The Treasury, employers and employees have signed a compensation deal for damages caused to businesses by hostilities in the North, which is estimated to cost the government at least NIS 800 million.
"This is the first time ever in the history of the State of Israel that a compensation deal for war damages has been signed during the time of war rather than after," said Finance Minister Avraham Hirchson.
Under terms of the agreement, all businesses affected by the conflict in the North will be compensated by 180 percent for the absence of workers. The rate of compensation includes payment of workers' salaries at a 100% rate plus 80% compensation for indirect damages caused to businesses as a result of revenue and profit losses.
The government, employers and employees will share the cost of the compensation package.
The government has committed to finance 52.5% of the workers' salaries, employers will be bound to pay 27.5%, while it was agreed that employees would finance 20% through the subtraction of vacation days. In addition to the full compensation for wages, the government has committed to finance the additional 80% compensation of workers' wages for lost revenues and profits of employers. The package initially only will apply for the month of July, thus providing compensation for the two weeks of the conflict.
"Workers in the North including Haifa, Tiberias, Afula and also those who, for example, live in Tel Aviv but work in the North and did not come to work because of the conflict, will be compensated," said Jacky Matza, Israel Tax Authority Director. "Every employer and employee can be assured that they will get July salaries in August."
Salaries will be paid up to the upper limit of NIS 20,000.
Finance Ministry Budget Supervisor Kobi Haber, who headed the compensation taskforce, added that, according to first estimates, the cost of financing the compensation package would be between NIS 700m. and NIS 800m.
"I know that the compensation package will not cover the cost of all indirect damages, which will have to be borne by employers," said Shraga Brosh, President of the Manufacturers Association of Israel.

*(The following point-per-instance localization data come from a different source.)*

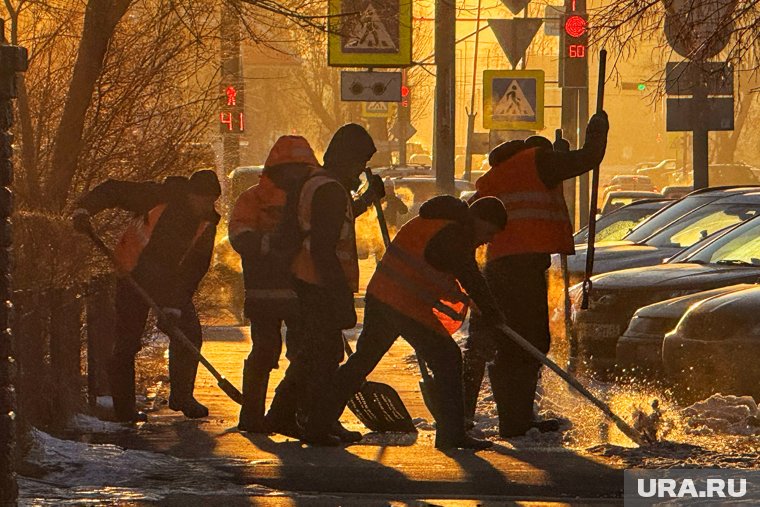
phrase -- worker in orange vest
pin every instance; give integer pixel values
(326, 276)
(421, 290)
(167, 248)
(264, 231)
(527, 177)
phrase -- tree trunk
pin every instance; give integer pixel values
(100, 20)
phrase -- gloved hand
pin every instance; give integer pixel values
(375, 190)
(170, 318)
(561, 145)
(345, 313)
(598, 125)
(81, 220)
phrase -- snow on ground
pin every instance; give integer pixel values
(80, 473)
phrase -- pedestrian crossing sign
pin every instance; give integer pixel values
(378, 109)
(513, 99)
(369, 33)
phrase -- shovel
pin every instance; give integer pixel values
(623, 426)
(379, 407)
(170, 329)
(427, 384)
(590, 249)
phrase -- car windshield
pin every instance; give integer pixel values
(616, 225)
(700, 224)
(740, 247)
(667, 216)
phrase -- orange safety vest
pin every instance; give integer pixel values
(406, 282)
(303, 264)
(537, 217)
(137, 236)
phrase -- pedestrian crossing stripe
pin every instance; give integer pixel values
(513, 99)
(513, 105)
(370, 32)
(378, 109)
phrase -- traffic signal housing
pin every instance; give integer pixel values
(574, 51)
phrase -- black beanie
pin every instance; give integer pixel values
(538, 142)
(205, 182)
(491, 210)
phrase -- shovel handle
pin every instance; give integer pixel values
(380, 213)
(171, 330)
(627, 429)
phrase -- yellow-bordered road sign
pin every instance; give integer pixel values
(378, 109)
(513, 99)
(370, 33)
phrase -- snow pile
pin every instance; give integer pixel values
(722, 414)
(88, 424)
(77, 471)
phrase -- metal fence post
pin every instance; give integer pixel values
(12, 59)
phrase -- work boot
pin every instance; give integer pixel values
(345, 435)
(512, 422)
(182, 371)
(254, 399)
(122, 379)
(465, 442)
(320, 438)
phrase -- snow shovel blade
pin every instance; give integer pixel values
(379, 407)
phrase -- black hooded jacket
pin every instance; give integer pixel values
(452, 251)
(350, 145)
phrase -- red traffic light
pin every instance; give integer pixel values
(575, 26)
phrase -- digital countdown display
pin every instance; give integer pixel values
(232, 117)
(575, 45)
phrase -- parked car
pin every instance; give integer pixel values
(727, 259)
(414, 190)
(615, 225)
(629, 182)
(618, 199)
(674, 228)
(676, 192)
(716, 345)
(639, 349)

Brosh added that the main aim of the agreement was to try and bring people back to work so that the economy could continue to grow.
"The compensation agreement negotiated with the Manufacturers Association and the Histadrut labor union provides a solution for the needs of every sector, whether it is a shop owner or large businesses," said Hirchson, who added that, on Monday, compensation agreements with the agriculture and tourism sector would be finalized as well as special conditions for small businesses, which were on the brink of collapse.
The Federation of Israeli Chambers of Commerce, however, rejected the compensation agreement as "inappropriate" for the commerce and services sector.
"The FICC cannot be part of this agreement, as damages caused to employers in the commerce and services sector are not a function of a drop in the number of workers due to absence from work," said Uriel Lynn, president of the FICC. "The compensation agreement is incapable of accurately reflecting the commerce and services sector losses since turnover volumes can drop sharply even if the work force is present in full."
In response to the rejection, Brosh said he was convinced the FICC would very quickly understand that this represented the best agreement for them.
Separately, Prime Minister Ehud Olmert and Hirchson announced on Thursday the decision of the government to postpone budget discussions for 2007 until the beginning of September. The final cabinet meeting on the budget proposals originally was scheduled to take place at the beginning of August.